I took the liberty of editing the image. Bare with me.
Even in total black & white, with a different contrast to see more of the bride's face, and with vignetting to steer the viewer away from the background which has too much going on,.. I still have trouble with this image. Let me explain:
In the postprocessed version, you cannot help but look at the flowers because they are the only spot of colour. Not only does this make the flowers the immediate point of attention, it also makes them more or less the main subject of the photo. In that case, I would have taken a shot where the flowers were more prominent as a subject, not a blotch of color without much detail and with too many distractions. When you shoot or postproces you have to know what you want to show people. In the case of the original photo: it is not the bride (because the flowers grab all the attention) nor is it the flowers (there is not enough information there to satisfy me as a viewer after you draw my attention to them by adding color).

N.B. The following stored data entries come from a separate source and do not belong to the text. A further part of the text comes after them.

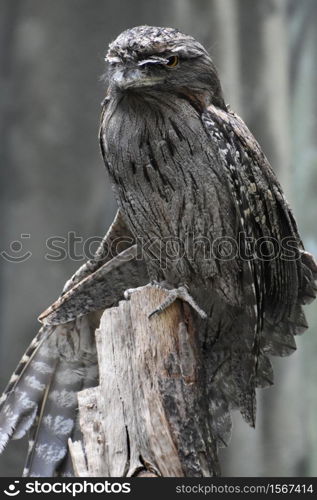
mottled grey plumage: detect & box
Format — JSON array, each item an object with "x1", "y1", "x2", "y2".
[
  {"x1": 0, "y1": 25, "x2": 316, "y2": 477},
  {"x1": 100, "y1": 26, "x2": 317, "y2": 442}
]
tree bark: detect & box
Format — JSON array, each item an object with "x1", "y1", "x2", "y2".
[{"x1": 69, "y1": 285, "x2": 220, "y2": 477}]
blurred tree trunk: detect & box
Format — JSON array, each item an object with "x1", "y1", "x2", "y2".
[{"x1": 290, "y1": 0, "x2": 317, "y2": 476}]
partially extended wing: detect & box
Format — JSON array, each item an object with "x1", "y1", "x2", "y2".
[
  {"x1": 199, "y1": 105, "x2": 317, "y2": 445},
  {"x1": 204, "y1": 104, "x2": 317, "y2": 336},
  {"x1": 39, "y1": 244, "x2": 147, "y2": 325},
  {"x1": 0, "y1": 210, "x2": 148, "y2": 476}
]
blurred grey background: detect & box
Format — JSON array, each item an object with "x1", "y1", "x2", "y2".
[{"x1": 0, "y1": 0, "x2": 316, "y2": 477}]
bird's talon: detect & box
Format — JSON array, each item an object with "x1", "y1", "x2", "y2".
[
  {"x1": 124, "y1": 283, "x2": 152, "y2": 300},
  {"x1": 148, "y1": 308, "x2": 160, "y2": 319},
  {"x1": 148, "y1": 285, "x2": 207, "y2": 319},
  {"x1": 124, "y1": 287, "x2": 137, "y2": 299}
]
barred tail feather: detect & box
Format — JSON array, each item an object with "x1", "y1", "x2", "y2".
[
  {"x1": 0, "y1": 316, "x2": 98, "y2": 477},
  {"x1": 23, "y1": 358, "x2": 98, "y2": 477},
  {"x1": 0, "y1": 326, "x2": 57, "y2": 451},
  {"x1": 22, "y1": 315, "x2": 98, "y2": 477}
]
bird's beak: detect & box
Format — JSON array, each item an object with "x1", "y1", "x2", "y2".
[{"x1": 112, "y1": 67, "x2": 163, "y2": 90}]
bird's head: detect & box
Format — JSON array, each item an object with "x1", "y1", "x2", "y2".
[{"x1": 105, "y1": 25, "x2": 226, "y2": 109}]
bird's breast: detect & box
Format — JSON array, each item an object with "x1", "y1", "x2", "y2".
[{"x1": 101, "y1": 93, "x2": 238, "y2": 284}]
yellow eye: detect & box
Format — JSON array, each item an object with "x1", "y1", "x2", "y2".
[{"x1": 166, "y1": 55, "x2": 179, "y2": 68}]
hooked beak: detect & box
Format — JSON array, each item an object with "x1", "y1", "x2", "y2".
[{"x1": 112, "y1": 67, "x2": 165, "y2": 90}]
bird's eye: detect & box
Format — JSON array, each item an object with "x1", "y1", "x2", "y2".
[{"x1": 165, "y1": 55, "x2": 179, "y2": 68}]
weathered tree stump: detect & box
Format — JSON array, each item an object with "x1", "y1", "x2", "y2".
[{"x1": 69, "y1": 285, "x2": 220, "y2": 477}]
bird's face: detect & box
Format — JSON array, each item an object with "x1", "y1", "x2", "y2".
[{"x1": 105, "y1": 26, "x2": 225, "y2": 108}]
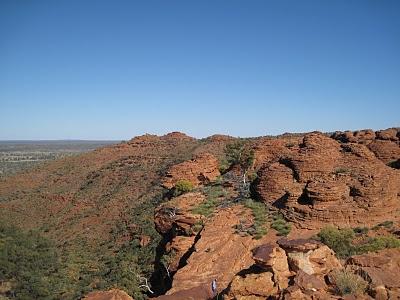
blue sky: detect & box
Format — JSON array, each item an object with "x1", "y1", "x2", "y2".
[{"x1": 1, "y1": 0, "x2": 399, "y2": 140}]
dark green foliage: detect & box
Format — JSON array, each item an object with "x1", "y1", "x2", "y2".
[
  {"x1": 225, "y1": 140, "x2": 255, "y2": 172},
  {"x1": 173, "y1": 179, "x2": 194, "y2": 196},
  {"x1": 271, "y1": 214, "x2": 291, "y2": 236},
  {"x1": 356, "y1": 235, "x2": 400, "y2": 253},
  {"x1": 0, "y1": 223, "x2": 60, "y2": 299},
  {"x1": 318, "y1": 226, "x2": 400, "y2": 259}
]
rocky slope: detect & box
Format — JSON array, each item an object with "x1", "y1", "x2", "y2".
[{"x1": 0, "y1": 127, "x2": 399, "y2": 300}]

You know what I mean? (Again: I am having trouble desribing this in a language that is not my own).
That postprocessing choice is effects only. What does it really add? In my honest opinion, apart from color, not much. Is that enough? I vote no. This is a bride on one of the biggest days of her life. Adding stuff like this should be done with care and function and is often not even necessary if you ask me.
What is left when the effects are gone? Does that make the picture better? In my opinion that leaves us with a picture of somebody who is not making contact with the camera, in a staged position/mindframe that doesn't do much in terms of emotion. It's better though because (after some contrast tweaks) I am looking at the bride, who I think should be the subject of the picture instead of her colored flowers. However, even despite adding a mild vignette, she is still in surroundings that have loads and loads of lines that conflict with each other. That still gives this image something 'restless' (what I called messy). Read up on rules of thirds and lines and symmetry: you'll see what I mean. There's too much going on.
That is the bigger version of my critique.
Please note that I am just one person with one opinion and I mean this in the best possible way. Had I loved this picture I would have shouted it from the rooftops. I mean you no harm whatsoever. I was trained in art school, went on to become an art director and as such graded thousands of pictures of hundreds of photographers over the last few years. I may simply be overly critical.